The numbers are impressive. A panel just 60 nanometers thick achieved nearly 8% efficiency while staying 41% transparent. The 30 and 60 nanometer versions hit the highest light utilization efficiency ever recorded for transparent solar cells.

Even better, these panels look good. They maintain near color-neutral transparency with a color rendering index of 79.7, meaning they won't cast weird tints across your room or office. You'd barely notice them in a window frame.
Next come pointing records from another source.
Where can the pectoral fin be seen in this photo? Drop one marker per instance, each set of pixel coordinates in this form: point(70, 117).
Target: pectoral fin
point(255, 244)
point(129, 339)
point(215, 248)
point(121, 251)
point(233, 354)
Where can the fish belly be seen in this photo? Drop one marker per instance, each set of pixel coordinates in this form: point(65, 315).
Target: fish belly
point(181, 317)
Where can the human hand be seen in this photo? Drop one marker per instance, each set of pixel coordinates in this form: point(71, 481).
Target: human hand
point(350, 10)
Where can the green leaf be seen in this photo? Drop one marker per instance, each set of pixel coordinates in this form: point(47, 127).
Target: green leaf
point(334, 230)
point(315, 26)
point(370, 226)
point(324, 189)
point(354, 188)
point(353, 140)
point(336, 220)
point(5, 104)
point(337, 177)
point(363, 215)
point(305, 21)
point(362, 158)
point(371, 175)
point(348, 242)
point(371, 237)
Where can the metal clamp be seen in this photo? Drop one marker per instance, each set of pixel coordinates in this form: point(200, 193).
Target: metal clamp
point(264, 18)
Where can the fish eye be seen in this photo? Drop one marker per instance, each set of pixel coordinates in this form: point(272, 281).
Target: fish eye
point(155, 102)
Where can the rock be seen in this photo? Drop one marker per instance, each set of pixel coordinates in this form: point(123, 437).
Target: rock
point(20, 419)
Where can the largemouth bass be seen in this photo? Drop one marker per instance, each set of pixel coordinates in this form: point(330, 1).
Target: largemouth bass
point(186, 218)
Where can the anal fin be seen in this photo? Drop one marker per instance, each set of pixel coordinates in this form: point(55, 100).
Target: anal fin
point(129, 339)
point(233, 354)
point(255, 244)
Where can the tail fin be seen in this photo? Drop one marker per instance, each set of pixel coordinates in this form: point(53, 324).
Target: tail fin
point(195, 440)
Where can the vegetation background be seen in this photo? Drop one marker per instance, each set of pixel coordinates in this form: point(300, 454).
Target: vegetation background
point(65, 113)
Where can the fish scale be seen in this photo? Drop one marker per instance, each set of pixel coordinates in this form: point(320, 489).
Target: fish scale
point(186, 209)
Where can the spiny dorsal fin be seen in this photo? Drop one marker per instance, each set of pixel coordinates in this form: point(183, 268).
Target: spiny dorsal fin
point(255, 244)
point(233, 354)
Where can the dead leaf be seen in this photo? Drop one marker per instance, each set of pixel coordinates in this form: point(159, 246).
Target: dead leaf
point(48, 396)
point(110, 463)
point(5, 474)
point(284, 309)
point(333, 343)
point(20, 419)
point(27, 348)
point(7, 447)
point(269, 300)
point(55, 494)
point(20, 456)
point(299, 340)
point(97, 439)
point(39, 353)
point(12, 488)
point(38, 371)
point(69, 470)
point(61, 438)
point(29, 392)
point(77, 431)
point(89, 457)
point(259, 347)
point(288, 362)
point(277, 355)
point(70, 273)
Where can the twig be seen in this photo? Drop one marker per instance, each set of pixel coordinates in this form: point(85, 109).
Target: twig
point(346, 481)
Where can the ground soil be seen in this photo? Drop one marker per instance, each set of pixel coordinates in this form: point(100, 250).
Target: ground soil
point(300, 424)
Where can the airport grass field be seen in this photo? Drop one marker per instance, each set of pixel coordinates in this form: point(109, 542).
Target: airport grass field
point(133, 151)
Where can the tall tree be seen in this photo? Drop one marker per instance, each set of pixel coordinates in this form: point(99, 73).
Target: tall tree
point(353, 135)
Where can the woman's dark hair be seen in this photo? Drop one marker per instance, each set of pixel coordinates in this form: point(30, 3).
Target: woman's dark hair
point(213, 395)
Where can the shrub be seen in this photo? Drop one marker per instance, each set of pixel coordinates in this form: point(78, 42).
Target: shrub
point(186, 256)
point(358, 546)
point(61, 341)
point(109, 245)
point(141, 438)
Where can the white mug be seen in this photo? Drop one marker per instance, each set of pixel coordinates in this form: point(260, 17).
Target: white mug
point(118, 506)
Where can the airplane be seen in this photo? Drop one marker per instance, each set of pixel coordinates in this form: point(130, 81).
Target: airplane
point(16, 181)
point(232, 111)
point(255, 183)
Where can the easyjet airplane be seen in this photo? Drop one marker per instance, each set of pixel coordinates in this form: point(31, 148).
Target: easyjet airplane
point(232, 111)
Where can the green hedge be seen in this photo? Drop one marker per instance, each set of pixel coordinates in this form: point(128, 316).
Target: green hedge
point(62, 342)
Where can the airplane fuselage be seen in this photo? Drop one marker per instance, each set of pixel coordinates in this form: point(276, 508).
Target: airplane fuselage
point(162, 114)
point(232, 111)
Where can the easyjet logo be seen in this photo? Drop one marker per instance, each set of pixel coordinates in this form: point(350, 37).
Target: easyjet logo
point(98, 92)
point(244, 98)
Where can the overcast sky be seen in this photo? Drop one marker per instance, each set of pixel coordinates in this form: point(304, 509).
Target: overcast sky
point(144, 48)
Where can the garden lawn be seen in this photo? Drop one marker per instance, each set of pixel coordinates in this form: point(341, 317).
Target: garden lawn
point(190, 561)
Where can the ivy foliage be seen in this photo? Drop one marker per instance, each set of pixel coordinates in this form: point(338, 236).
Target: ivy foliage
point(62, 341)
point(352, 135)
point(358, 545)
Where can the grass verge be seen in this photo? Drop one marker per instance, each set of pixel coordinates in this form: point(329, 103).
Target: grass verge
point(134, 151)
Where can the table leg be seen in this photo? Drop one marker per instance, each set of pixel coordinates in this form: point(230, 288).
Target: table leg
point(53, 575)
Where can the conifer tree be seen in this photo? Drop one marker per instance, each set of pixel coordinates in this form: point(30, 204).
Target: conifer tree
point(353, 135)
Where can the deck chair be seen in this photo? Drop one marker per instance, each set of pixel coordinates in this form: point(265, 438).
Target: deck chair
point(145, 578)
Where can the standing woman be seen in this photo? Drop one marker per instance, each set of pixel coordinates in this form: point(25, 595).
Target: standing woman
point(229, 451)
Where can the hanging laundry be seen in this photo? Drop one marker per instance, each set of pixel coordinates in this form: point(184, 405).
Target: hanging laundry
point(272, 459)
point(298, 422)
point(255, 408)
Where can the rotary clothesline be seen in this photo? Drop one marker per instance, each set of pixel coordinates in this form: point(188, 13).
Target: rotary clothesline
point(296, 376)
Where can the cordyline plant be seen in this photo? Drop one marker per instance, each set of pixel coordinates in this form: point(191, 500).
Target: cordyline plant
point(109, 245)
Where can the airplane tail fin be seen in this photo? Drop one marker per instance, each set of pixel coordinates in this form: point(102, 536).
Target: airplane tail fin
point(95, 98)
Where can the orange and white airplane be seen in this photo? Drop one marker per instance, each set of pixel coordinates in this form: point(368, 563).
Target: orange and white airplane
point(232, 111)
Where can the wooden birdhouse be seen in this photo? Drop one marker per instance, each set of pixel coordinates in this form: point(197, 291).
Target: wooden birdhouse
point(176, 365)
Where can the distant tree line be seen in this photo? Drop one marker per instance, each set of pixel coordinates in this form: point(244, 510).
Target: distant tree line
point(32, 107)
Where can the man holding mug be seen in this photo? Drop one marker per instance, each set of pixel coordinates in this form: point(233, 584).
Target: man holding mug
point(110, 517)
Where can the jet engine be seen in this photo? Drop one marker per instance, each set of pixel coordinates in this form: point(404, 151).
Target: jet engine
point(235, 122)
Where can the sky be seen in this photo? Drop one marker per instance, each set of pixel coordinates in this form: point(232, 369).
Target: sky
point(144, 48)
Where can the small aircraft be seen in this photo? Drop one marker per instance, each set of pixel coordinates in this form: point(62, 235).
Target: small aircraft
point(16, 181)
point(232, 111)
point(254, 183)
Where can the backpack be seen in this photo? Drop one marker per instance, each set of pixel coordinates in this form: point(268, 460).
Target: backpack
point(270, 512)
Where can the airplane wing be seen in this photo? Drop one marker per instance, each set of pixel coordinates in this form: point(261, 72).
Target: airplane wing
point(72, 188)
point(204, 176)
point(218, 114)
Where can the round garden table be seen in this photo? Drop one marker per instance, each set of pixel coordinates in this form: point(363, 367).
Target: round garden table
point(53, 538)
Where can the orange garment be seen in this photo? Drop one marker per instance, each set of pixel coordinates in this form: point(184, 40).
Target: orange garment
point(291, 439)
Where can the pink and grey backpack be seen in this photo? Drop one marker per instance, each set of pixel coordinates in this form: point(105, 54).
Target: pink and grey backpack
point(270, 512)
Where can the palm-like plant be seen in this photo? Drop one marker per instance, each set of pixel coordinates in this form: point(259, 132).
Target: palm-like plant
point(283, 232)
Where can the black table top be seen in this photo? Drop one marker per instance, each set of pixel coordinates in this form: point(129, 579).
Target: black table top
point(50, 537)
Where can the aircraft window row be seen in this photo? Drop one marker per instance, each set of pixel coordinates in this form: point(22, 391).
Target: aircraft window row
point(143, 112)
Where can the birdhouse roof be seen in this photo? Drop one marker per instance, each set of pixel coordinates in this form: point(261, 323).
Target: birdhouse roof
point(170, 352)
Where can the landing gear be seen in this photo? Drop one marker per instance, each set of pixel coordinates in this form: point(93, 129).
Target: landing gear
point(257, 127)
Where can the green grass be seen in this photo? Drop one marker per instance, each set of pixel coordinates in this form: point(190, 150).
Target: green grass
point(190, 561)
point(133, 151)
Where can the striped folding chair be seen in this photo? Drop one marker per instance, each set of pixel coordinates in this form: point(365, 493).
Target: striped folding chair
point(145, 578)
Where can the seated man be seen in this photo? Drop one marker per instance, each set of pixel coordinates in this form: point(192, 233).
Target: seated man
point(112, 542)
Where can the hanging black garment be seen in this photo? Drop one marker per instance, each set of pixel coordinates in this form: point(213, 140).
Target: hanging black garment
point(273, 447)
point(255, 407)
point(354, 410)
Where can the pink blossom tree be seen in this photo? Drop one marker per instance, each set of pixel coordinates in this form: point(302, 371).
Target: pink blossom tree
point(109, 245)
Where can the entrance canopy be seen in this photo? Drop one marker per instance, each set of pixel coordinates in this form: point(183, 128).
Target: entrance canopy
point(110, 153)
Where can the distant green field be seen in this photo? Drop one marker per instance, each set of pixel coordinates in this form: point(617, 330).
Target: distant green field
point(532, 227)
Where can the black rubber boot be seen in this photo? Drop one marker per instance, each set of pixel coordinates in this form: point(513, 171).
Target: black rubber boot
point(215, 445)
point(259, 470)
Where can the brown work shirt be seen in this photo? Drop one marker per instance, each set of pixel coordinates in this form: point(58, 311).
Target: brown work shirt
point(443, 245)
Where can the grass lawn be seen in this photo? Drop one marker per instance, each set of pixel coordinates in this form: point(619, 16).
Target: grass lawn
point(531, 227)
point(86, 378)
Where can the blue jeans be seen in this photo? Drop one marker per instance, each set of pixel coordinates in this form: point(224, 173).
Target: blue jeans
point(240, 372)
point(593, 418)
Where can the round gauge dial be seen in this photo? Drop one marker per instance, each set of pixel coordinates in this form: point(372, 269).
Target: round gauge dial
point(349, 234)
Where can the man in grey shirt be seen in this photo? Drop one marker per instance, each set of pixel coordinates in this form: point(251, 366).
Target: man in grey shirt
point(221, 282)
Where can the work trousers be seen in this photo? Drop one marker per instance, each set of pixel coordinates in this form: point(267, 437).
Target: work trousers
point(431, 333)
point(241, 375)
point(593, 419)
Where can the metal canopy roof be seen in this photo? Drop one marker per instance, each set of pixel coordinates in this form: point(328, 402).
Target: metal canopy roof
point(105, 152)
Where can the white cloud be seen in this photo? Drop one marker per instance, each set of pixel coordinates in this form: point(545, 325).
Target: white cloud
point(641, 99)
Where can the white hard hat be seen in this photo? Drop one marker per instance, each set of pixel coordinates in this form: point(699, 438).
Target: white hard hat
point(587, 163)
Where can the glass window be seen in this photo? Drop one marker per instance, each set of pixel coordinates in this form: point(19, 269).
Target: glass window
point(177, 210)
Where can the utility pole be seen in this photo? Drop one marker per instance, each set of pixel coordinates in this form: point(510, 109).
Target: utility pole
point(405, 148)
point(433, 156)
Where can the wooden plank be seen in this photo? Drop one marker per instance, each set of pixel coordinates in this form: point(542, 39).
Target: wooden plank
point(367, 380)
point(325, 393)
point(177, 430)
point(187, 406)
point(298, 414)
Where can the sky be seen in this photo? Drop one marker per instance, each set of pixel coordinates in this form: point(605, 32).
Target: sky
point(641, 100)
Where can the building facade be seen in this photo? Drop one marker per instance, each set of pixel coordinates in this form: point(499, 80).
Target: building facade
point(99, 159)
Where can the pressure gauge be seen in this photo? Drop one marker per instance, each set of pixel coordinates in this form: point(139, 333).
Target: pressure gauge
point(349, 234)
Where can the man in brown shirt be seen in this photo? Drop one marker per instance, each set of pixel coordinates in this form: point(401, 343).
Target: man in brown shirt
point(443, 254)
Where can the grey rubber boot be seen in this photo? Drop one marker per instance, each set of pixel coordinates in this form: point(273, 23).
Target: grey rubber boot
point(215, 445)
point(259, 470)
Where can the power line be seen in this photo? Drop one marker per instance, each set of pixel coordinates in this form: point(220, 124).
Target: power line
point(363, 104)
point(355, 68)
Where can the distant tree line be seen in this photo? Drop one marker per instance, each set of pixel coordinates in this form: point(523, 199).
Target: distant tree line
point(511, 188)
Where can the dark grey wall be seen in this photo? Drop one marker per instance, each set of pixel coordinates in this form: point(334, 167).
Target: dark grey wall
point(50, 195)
The team tested panels at 10, 30, and 60 nanometers thick. The thinnest version reached 7% efficiency, the 30 nanometer model hit 11%, and the 60 nanometer version achieved 12%. All three kept performing well even in low light conditions.
The Ripple Effect
Buildings account for a massive chunk of global energy consumption. Turning windows into power generators without sacrificing natural light or aesthetics could transform how cities produce and use energy.
"Technologies that enable buildings to generate electricity without altering their appearance are expected to play a central role in the expansion of distributed renewables," Bruno noted. The vacuum processing method the team developed is also scalable for large-area manufacturing.
Lead researcher Luke White believes the technology can improve even further. With additional optical engineering, the light utilization efficiency could climb above 5%, making these transparent panels even more practical for real-world applications.
The research appears in ACS Energy Letters, marking a significant step toward seamlessly integrating clean energy into the places we live and work.
Buildings worldwide could soon generate their own power while staying as beautiful and bright as they've always been.